C'est sous la présidence d'Eugène Blot (1939-46) que les footballeurs du SCO vont gravir les échelons jusqu'au professionnalisme. Avec M. Blot, les sections sportives vont gagner en autonomie : le SCO football se dote d'un président (Yves Huon) dont l'ambition va permettre au club de connaître ses 1ers moments de gloire. Il fait passer le SCO dans le groupement des clubs autorisés à utiliser des joueurs professionnels. C'est ainsi qu'il engage en 1942 l'international et chevronné capitaine du Red Star, Georges Meuris, qui vient de remporter la coupe de France. Au poste d'entraineur-joueur celui-ci mène son équipe à la victoire en finale du championnat du comité de l'Anjou (1-0 contre le SC St-Nazaire). Ce succès qualifie le SCO pour le championnat de France amateurs en 1943. Après avoir disposé de l'AS Deauville-Trouville, le SCO bat Bordeaux Étudiants Club 4 à 1 en demi-finale (buts J. Combot (2), Meuris et Perrin) pour rencontrer sur la marche suprême, le Racing Club Franc-Comtois de Besançon à Saint-Ouen. Alors que le Racing est le favori de cette finale, c'est le SCO qui prend le meilleur dès la fin de la 1ère mi-temps sur un tir de Perrin. En 2e période, le SCO enfonce le clou sur une reprise de Combot et s'adjuge par cette victoire de 2-0, le titre envié de Champion de France Amateurs de la zone nord (c'est l'AS Montferrand qui remporte celui de la zone Sud). Les 1ers héros du SCO d'Angers sont les suivants : Radigois (gardien) - Sanfeliu et Lebouc (arrières) - Godard, G. Meuris et Bergeon (demis) - J. Combot, R. Samzun, Perrin, Connotte et Penvern (avants). Georges Meuris a été le grand bonhomme de cette aventure en inculquant à l'équipe angevine sa science du jeu et son sens du collectif.

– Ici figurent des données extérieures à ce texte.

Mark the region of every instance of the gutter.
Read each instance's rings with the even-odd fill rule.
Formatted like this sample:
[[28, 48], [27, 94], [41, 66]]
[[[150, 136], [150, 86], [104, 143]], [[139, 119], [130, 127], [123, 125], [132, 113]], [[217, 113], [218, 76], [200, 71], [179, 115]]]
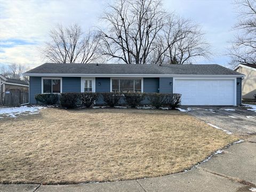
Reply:
[[25, 73], [24, 75], [34, 77], [243, 77], [244, 75], [171, 75], [171, 74], [39, 74]]

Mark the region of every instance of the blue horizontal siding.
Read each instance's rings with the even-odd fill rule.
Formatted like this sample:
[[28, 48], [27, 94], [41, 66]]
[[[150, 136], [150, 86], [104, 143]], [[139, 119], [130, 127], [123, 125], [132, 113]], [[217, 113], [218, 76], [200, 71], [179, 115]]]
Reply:
[[[158, 93], [159, 92], [159, 78], [147, 77], [143, 78], [143, 93]], [[149, 101], [147, 98], [141, 102], [142, 104], [149, 104]]]
[[143, 78], [143, 92], [144, 93], [158, 93], [159, 92], [159, 78]]
[[236, 105], [238, 106], [242, 105], [242, 81], [241, 77], [236, 78]]
[[42, 77], [29, 77], [29, 103], [36, 103], [35, 96], [42, 93]]
[[159, 92], [163, 93], [172, 93], [173, 78], [160, 77], [159, 79]]
[[81, 92], [81, 77], [63, 77], [62, 93]]

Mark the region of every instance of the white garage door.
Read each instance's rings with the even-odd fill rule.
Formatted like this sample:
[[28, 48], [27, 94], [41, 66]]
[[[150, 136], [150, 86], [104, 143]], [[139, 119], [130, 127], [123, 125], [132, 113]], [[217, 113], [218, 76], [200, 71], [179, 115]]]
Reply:
[[174, 79], [182, 105], [235, 105], [235, 80]]

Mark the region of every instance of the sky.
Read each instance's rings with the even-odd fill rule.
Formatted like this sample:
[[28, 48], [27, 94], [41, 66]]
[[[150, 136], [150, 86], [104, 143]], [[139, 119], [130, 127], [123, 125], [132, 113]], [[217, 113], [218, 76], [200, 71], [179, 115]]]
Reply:
[[[114, 0], [0, 0], [0, 66], [12, 63], [29, 68], [44, 62], [39, 52], [49, 31], [58, 23], [78, 23], [87, 31], [99, 24], [108, 3]], [[197, 63], [226, 66], [226, 48], [237, 20], [233, 0], [163, 0], [166, 11], [199, 24], [213, 53]]]

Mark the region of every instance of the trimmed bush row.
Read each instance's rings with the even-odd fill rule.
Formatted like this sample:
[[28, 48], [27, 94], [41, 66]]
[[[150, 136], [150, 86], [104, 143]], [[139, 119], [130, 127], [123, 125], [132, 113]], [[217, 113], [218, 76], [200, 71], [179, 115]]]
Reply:
[[[103, 98], [103, 101], [109, 107], [113, 107], [118, 105], [121, 98], [126, 104], [132, 108], [141, 105], [145, 99], [149, 101], [152, 106], [159, 109], [161, 107], [168, 107], [172, 109], [180, 106], [180, 94], [169, 93], [65, 93], [60, 97], [60, 103], [62, 107], [70, 109], [79, 106], [91, 107], [98, 100], [99, 97]], [[46, 105], [55, 105], [59, 97], [54, 94], [38, 94], [35, 97], [37, 102]]]

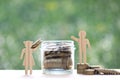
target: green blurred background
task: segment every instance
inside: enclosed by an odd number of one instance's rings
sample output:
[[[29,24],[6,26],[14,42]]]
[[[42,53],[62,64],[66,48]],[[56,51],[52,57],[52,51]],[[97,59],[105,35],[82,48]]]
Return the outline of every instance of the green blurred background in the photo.
[[[0,0],[0,69],[24,69],[25,40],[70,40],[80,30],[92,46],[88,63],[120,68],[120,0]],[[39,49],[34,58],[40,69]]]

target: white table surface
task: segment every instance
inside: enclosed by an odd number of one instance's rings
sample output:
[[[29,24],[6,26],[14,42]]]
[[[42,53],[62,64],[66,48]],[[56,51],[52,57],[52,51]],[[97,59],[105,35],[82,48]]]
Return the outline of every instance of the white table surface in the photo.
[[[42,70],[33,70],[25,76],[24,70],[0,70],[0,80],[120,80],[120,75],[81,75],[76,70],[69,75],[45,75]]]

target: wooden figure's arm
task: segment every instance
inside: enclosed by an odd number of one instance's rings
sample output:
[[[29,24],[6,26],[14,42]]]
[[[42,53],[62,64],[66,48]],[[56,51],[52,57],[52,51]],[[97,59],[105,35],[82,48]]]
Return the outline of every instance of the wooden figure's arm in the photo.
[[[32,49],[33,51],[36,51],[38,49],[39,46],[37,46],[36,48]]]
[[[22,50],[22,53],[21,53],[21,56],[20,56],[20,59],[23,58],[23,55],[25,54],[25,49]]]
[[[88,48],[91,48],[91,45],[88,39],[87,39],[87,45],[88,45]]]
[[[71,36],[71,39],[73,39],[74,41],[78,42],[78,38]]]

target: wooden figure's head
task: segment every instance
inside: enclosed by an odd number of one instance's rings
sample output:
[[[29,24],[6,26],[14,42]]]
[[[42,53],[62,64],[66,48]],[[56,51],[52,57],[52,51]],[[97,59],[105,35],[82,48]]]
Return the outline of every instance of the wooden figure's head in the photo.
[[[79,32],[79,37],[81,37],[81,38],[85,38],[86,37],[86,32],[85,31],[80,31]]]
[[[24,41],[23,42],[26,48],[31,48],[33,41]]]

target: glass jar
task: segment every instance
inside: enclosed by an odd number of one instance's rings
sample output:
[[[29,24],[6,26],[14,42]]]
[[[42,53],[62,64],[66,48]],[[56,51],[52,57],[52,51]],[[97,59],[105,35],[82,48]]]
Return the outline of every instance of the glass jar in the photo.
[[[43,73],[72,73],[74,69],[74,42],[71,40],[43,41],[41,57]]]

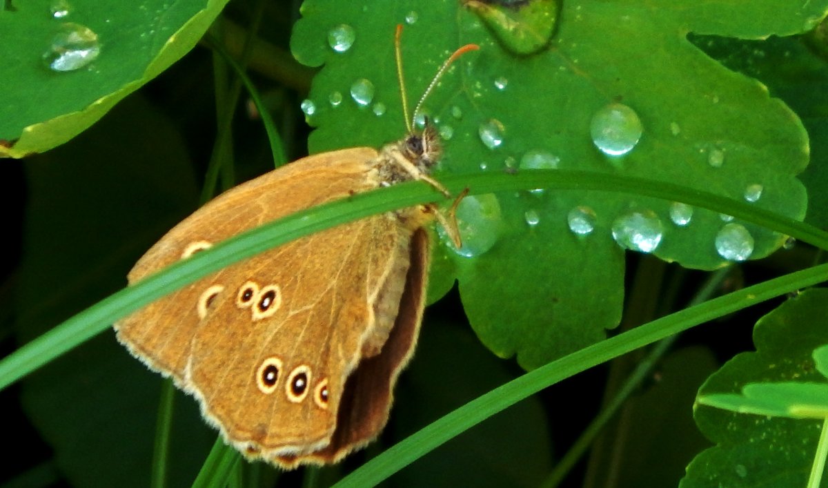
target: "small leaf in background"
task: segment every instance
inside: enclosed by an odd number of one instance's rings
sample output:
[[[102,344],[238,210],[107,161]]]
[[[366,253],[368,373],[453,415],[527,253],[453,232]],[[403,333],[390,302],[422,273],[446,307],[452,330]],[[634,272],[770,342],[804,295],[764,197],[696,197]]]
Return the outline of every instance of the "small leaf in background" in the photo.
[[[481,46],[450,70],[424,104],[445,142],[438,179],[531,171],[541,154],[540,167],[679,182],[802,219],[807,199],[797,175],[809,153],[802,122],[763,85],[706,56],[687,34],[788,36],[812,28],[826,9],[825,0],[565,2],[548,45],[517,56],[474,9],[455,0],[308,0],[291,45],[300,61],[324,65],[308,96],[313,152],[379,147],[404,134],[392,46],[394,26],[402,23],[410,100],[448,53],[469,42]],[[349,33],[347,49],[330,42],[342,26]],[[352,87],[363,80],[373,87],[370,99],[353,96]],[[615,127],[619,119],[613,116],[594,123],[596,114],[620,106],[623,127]],[[590,126],[626,148],[596,144]],[[636,127],[640,136],[631,130]],[[480,340],[527,369],[600,341],[618,324],[622,247],[715,269],[766,257],[785,240],[679,203],[532,190],[494,194],[503,222],[485,253],[458,254],[443,239],[431,290],[445,292],[456,278]]]
[[[809,290],[760,319],[753,329],[756,352],[728,361],[708,378],[699,397],[736,394],[750,384],[791,381],[803,387],[800,393],[813,393],[811,386],[816,386],[824,394],[828,380],[816,369],[812,354],[828,343],[826,300],[828,290]],[[681,488],[806,486],[822,420],[768,417],[790,402],[780,393],[777,390],[761,404],[761,415],[697,406],[696,424],[716,446],[687,466]]]
[[[0,9],[0,157],[43,152],[88,128],[192,49],[227,1],[41,0]]]

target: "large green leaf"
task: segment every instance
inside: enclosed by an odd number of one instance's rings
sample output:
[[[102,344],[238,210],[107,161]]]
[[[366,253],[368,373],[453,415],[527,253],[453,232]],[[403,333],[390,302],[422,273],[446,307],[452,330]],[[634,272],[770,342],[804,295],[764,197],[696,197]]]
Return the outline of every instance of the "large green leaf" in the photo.
[[[228,0],[36,0],[0,7],[0,157],[62,144],[195,46]],[[56,17],[51,6],[68,5]],[[75,70],[44,62],[55,35],[82,26],[99,54]]]
[[[797,115],[686,36],[791,35],[816,25],[826,9],[824,0],[565,2],[550,46],[518,56],[454,0],[309,0],[291,46],[301,62],[324,65],[306,105],[312,106],[306,113],[317,128],[310,139],[313,152],[378,147],[404,133],[392,38],[394,25],[407,20],[402,54],[410,99],[423,92],[451,51],[468,42],[481,46],[449,71],[425,104],[424,113],[446,139],[438,177],[522,171],[522,163],[540,152],[559,168],[679,182],[734,201],[761,189],[753,205],[802,219],[806,194],[796,175],[807,163],[808,142]],[[329,35],[342,26],[352,29],[354,40],[349,49],[336,51]],[[363,80],[374,88],[364,105],[349,94]],[[638,114],[643,134],[629,153],[610,157],[593,143],[590,123],[618,101]],[[492,144],[489,137],[487,146],[480,133],[493,127],[502,142]],[[433,299],[456,278],[481,340],[499,355],[517,355],[527,368],[599,341],[618,323],[623,252],[612,230],[623,217],[643,216],[661,229],[660,240],[650,241],[657,243],[657,256],[703,269],[730,262],[717,251],[720,233],[725,242],[752,241],[750,258],[768,255],[784,239],[704,209],[679,225],[671,220],[671,202],[636,195],[553,188],[496,197],[493,245],[471,257],[440,246],[431,292]],[[570,230],[570,212],[579,211],[591,218],[591,232]],[[478,225],[474,218],[461,222]]]
[[[813,289],[788,300],[753,329],[756,352],[738,355],[707,379],[700,396],[739,393],[752,383],[796,380],[828,384],[811,357],[828,343],[828,290]],[[805,486],[822,420],[736,413],[697,405],[696,424],[716,443],[687,467],[682,488]]]

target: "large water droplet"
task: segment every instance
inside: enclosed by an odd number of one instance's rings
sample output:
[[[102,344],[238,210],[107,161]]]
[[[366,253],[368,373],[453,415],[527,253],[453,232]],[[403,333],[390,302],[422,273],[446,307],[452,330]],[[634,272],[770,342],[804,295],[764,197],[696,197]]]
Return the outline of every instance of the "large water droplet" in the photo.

[modifier] Le SCO d'Angers en Division II professionnelle (1945-1956)
A la Libération, le club se voit reclasser à l'intersaison à cause du retour au découpage des ligues d'avant 1940. Il se retrouve ainsi menacé de relégation dans la ligue du Centre où il doit évoluer en promotion d'honneur (comme en 1939)... Suite à cette injustice, puisqu'il s'est affiché durant les années de guerre comme l'un des tout meilleurs clubs de division d'honneur de l'Ouest, le comité directeur du SCO décida de poser sa candidature au groupement des clubs professionnels puisque la division II se portait de 16 clubs en 1939 à 28 en 1945. Cette candidature, qui eut en Anjou ses partisans et ses détracteurs, fut acceptée et imitée par le tout jeune FC Nantes, admis lui aussi en D II.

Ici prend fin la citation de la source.